I went to the woods because I wished to live deliberately,
to front only the essential facts of life,
and see if I could not learn what it had to teach,
and not, when I came to die,
discover that I had not lived.

Canon 5D Mark II: great mind, shame about the body

Canon5DII
I haven’t been without a Canon SLR camera for well over 30 years. Sure, there were times when I wondered whether I’d backed the right horse. And, in the days before digital, it had essentially become a two-horse race: Pentax had lost their way; Yashica/Contax were simply lost; and Minolta were going their own way, which proved to be up a dead end.
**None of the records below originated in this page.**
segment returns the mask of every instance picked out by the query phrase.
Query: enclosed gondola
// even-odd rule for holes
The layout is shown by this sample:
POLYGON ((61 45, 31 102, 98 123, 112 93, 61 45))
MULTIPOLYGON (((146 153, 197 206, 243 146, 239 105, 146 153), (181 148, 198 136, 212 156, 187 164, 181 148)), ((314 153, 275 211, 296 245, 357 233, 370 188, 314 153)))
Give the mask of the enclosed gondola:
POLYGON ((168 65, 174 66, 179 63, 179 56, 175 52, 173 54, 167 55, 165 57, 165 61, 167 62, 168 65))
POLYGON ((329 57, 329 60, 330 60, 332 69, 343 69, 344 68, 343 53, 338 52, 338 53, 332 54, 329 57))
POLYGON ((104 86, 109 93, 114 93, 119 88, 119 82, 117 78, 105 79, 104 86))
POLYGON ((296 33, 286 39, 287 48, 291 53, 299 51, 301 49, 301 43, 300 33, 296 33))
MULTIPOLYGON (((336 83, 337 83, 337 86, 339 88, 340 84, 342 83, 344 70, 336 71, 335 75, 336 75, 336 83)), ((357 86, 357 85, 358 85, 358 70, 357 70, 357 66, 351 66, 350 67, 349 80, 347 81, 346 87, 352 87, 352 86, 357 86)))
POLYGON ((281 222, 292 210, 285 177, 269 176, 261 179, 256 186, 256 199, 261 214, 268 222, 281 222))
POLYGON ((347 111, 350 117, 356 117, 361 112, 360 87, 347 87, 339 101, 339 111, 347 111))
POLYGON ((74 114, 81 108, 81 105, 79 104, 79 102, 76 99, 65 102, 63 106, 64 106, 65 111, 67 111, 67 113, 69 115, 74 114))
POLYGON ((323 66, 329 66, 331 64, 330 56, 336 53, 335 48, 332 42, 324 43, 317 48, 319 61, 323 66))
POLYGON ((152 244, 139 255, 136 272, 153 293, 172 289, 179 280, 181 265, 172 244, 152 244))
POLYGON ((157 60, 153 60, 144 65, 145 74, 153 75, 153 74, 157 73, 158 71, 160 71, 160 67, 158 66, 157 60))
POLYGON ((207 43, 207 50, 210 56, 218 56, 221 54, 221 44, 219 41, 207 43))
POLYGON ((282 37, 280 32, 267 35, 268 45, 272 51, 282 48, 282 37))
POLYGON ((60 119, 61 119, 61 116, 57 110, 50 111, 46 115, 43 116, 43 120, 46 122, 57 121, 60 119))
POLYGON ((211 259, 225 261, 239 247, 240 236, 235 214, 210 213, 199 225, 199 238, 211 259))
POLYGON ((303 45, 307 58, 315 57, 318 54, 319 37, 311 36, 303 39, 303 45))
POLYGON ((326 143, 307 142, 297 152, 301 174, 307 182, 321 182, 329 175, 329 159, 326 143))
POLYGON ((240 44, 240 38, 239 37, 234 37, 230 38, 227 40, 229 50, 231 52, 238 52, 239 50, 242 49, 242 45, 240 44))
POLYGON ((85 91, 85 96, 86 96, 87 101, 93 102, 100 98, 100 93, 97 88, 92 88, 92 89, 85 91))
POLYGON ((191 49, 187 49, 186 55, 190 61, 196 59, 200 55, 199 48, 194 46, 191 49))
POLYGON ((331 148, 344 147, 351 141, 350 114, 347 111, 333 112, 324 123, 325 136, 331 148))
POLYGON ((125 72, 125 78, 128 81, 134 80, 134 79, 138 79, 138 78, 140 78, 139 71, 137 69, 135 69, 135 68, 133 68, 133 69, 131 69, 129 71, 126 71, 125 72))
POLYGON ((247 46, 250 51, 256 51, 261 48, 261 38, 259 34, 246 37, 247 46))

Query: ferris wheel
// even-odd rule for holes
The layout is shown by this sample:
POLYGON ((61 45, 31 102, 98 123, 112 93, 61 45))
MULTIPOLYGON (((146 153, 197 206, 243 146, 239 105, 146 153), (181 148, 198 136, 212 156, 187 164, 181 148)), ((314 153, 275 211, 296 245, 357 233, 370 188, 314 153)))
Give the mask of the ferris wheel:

On the other hand, Nikon had superb lenses and the Nikon F4 was a camera that grown men drooled over. In fact, given the choice of a night with Claudia Schiffer or an F4, most photography nuts I knew at the time would have opted for the F4 on the basis that it was as close to Heaven as one could get while still surviving the night.

But Canon, bless their socks, just seemed to have the innovative edge: autofocus, in particular, was where they shone. Then image stabilization in lenses. Both significant attributes for a wildlife photographer. And, finally, when it came to digital, there they were leading the pack again. The Canon D30 was, and remains, a masterful camera. Forget that it was made of plastic, had a miniscule 3 megapixels and cost me $9000 New Zealand dollars: per pixel, I don’t think there has ever been a better camera.

Fast forward to 2009: the Canon 5D Mark II finally arrives in New Zealand.